Nearly two years after The New York Times dragged OpenAI to court for allegedly stealing millions of its articles, the paper just cut a deal with Amazon to hand over its editorial content for AI training. It's a move that highlights how quickly the media landscape has shifted — and how much money talks when tech giants come knocking.
Key Points:
- Amazon will use NYT, NYT Cooking, and The Athletic content in Alexa and to train its AI.
- The deal excludes Wirecutter, which has an existing affiliate relationship with Amazon.
- The Times is still suing OpenAI and Microsoft for copyright infringement.
- Financial terms of the Amazon deal were not disclosed.
The licensing agreement, announced Thursday, represents a stunning reversal for the Times. Just 15 months ago, the paper walked away from months of negotiations with OpenAI and filed a bombshell lawsuit instead. Now it's handing Amazon the exact type of deal it rejected from ChatGPT's maker.
Here's what makes this so remarkable: OpenAI actually offered the Times a "high-value partnership around real-time display with attribution in ChatGPT" back in December 2023. The companies negotiated for months, with talks continuing until just one week before the Times filed suit. OpenAI proposed letting Times content appear in ChatGPT responses with attribution and links back to the paper — essentially what Amazon is now getting.

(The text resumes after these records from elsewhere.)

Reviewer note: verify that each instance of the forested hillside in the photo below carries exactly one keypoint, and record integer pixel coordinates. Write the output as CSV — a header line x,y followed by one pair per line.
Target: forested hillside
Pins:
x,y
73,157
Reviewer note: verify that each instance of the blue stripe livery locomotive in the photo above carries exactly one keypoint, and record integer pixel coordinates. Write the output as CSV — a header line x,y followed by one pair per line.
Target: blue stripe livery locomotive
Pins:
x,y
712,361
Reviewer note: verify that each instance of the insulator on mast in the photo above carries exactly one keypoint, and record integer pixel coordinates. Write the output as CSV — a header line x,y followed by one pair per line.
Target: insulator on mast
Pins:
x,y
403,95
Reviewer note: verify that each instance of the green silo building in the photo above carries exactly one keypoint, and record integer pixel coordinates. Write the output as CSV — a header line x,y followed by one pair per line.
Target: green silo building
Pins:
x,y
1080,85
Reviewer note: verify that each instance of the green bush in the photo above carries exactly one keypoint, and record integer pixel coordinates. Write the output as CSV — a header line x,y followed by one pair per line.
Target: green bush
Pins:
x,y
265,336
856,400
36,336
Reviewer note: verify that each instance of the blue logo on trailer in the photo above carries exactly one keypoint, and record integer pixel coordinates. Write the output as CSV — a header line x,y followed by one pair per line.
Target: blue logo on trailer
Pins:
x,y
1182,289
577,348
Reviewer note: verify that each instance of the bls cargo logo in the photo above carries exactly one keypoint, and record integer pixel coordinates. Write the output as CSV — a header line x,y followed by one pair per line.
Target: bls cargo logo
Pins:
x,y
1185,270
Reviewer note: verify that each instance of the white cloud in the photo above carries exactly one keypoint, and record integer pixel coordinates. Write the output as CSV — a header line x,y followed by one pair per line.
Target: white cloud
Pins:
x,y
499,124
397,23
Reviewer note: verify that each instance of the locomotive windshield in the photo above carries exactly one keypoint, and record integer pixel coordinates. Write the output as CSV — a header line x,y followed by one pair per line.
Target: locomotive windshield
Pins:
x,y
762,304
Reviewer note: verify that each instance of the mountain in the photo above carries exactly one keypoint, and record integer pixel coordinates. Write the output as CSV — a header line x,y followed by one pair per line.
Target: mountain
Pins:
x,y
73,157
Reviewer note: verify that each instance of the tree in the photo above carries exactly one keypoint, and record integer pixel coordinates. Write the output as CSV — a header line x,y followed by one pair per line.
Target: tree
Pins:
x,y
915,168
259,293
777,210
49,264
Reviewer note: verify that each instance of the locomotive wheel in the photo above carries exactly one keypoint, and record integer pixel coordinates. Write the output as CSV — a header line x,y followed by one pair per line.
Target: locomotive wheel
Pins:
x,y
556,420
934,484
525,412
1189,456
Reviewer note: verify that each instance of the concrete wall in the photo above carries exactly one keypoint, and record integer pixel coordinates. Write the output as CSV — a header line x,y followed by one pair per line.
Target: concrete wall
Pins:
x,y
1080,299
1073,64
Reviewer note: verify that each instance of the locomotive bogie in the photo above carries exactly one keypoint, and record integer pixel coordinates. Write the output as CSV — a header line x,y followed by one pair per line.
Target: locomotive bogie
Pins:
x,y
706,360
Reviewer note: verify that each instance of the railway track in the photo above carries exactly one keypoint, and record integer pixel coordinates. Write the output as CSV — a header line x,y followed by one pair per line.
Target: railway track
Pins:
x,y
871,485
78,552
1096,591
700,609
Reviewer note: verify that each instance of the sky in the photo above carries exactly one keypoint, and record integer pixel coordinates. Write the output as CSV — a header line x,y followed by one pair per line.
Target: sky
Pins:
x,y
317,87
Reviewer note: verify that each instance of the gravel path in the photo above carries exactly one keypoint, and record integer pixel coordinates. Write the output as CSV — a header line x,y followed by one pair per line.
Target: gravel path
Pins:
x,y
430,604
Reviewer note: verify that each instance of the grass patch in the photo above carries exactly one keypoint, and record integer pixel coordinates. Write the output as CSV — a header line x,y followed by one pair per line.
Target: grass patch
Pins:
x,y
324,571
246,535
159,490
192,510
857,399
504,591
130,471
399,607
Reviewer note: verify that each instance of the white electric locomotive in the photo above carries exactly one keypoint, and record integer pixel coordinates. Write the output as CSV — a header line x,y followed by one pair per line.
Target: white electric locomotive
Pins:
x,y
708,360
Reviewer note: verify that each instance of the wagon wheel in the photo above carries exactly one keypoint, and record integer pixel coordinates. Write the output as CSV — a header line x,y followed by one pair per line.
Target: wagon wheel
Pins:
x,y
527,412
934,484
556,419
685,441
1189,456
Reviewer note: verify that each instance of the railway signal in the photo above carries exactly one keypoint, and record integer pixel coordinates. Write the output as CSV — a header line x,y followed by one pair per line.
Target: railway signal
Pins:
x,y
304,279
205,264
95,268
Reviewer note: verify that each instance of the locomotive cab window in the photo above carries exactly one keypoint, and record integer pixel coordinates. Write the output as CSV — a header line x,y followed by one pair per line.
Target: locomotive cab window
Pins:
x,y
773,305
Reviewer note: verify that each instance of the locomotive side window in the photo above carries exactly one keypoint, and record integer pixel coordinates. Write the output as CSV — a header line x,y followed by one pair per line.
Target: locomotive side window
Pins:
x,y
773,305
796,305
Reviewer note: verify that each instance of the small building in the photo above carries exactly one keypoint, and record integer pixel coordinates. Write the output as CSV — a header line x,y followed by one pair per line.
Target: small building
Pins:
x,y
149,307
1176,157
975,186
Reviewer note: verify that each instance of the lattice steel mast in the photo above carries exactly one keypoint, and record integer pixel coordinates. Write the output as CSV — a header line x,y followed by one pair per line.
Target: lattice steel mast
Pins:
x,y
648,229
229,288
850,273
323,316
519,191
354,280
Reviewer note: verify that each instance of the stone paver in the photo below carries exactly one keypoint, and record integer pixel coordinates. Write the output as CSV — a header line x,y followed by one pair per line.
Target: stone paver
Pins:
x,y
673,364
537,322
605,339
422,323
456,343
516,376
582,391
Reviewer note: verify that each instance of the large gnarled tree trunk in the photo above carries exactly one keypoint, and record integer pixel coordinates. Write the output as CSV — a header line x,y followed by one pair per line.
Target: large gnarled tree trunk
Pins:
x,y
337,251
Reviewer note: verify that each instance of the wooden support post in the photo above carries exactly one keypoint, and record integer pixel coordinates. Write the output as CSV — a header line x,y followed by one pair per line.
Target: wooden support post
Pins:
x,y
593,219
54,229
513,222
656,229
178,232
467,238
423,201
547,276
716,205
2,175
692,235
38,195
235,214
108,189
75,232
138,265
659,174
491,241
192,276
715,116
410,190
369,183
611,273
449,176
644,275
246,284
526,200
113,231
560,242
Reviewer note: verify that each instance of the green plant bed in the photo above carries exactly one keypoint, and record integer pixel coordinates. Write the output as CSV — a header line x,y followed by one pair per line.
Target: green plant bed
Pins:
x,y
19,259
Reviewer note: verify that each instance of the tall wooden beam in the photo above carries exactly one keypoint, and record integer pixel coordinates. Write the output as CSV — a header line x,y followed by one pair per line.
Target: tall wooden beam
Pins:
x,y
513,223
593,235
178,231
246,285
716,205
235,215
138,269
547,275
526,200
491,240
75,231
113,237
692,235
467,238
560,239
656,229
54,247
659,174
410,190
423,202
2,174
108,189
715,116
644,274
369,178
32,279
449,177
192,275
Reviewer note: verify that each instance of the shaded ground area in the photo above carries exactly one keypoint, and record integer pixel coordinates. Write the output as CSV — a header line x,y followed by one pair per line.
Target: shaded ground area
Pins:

But the Times walked away, sued for billions in damages, and demanded the destruction of ChatGPT's entire dataset. The paper claimed OpenAI was trying to "free-ride on The Times's massive investment in its journalism" without proper compensation.
Fast-forward to today: the Times is giving Amazon permission to use its articles, NYT Cooking recipes, and Athletic sports coverage to train AI models and surface content across Amazon's platforms. The arrangement "will bring Times editorial content to a variety of Amazon customer experiences" — which sounds awfully similar to what OpenAI had proposed.
The key difference? Amazon presumably wrote a bigger check— though the companies won't say how much.
OpenAI reportedly offered publishers between $1 million and $5 million annually for content licensing — perhaps not enough to tempt the Times. But News Corp's deal was worth more than $250 million over five years, suggesting the right price can get anyone to the table. The Times clearly found Amazon's offer more appealing than whatever OpenAI put forward.
The media industry has essentially split between those suing and those licensing. Publishers that have cut deals with OpenAI include the Associated Press, Axel Springer, the Atlantic, Condé Nast, Financial Times, Le Monde, News Corp, and Vox Media. The Times led the litigation camp alongside The New York Daily News and Center for Investigative Reporting.
For Amazon, the Times content is part of a desperate sprint to catch up in AI. The company was caught flat-footed when ChatGPT launched in late 2022, scrambling to invest $4 billion in Anthropic and hire talent from AI startups. Amazon's Alexa+ revamp, unveiled in February, costs $19.99 per month but has barely reached users more than six weeks after launch. High-quality journalism could help Amazon make its AI responses more authoritative — assuming anyone actually gets to use them.
The Times' legal strategy now looks more like negotiating theater than principled copyright defense. If AI training without permission is truly copyright infringement — as the paper argues in court — why license the same practice to Amazon? The answer is simple: money talks louder than legal principles.
This isn't the first time the Times has taken contradictory copyright stances. In the 2001 Supreme Court case New York Times Co. v. Tasini, the Times was sued by its own freelance authors for putting their articles in electronic databases without permission or additional payment. The Times argued that requiring author consent would force "massive deletion" of content and harm technological innovation. They prioritized "industry reliance interests" over copyright protections, claiming that enforcing authors' rights would be a "practical impossibility."
The Times lost that case and paid $18 million to settle. But notice the complete reversal: when the Times was using content without permission, they championed broad fair use and warned against stifling innovation. Now that AI companies are using their content without permission, they're demanding strict copyright enforcement and portraying unauthorized use as theft of "deeply human" journalism.
This licensing deal with Amazon positions the Times as both AI industry critic and enabler, a contradiction that might weaken its moral authority in court. It's hard to argue AI training violates "deeply human" journalism when you're simultaneously profiting from that same practice. But in a world where digital advertising revenue has collapsed, pragmatism beats purity — even if it means making peace with the machines you're fighting in federal court.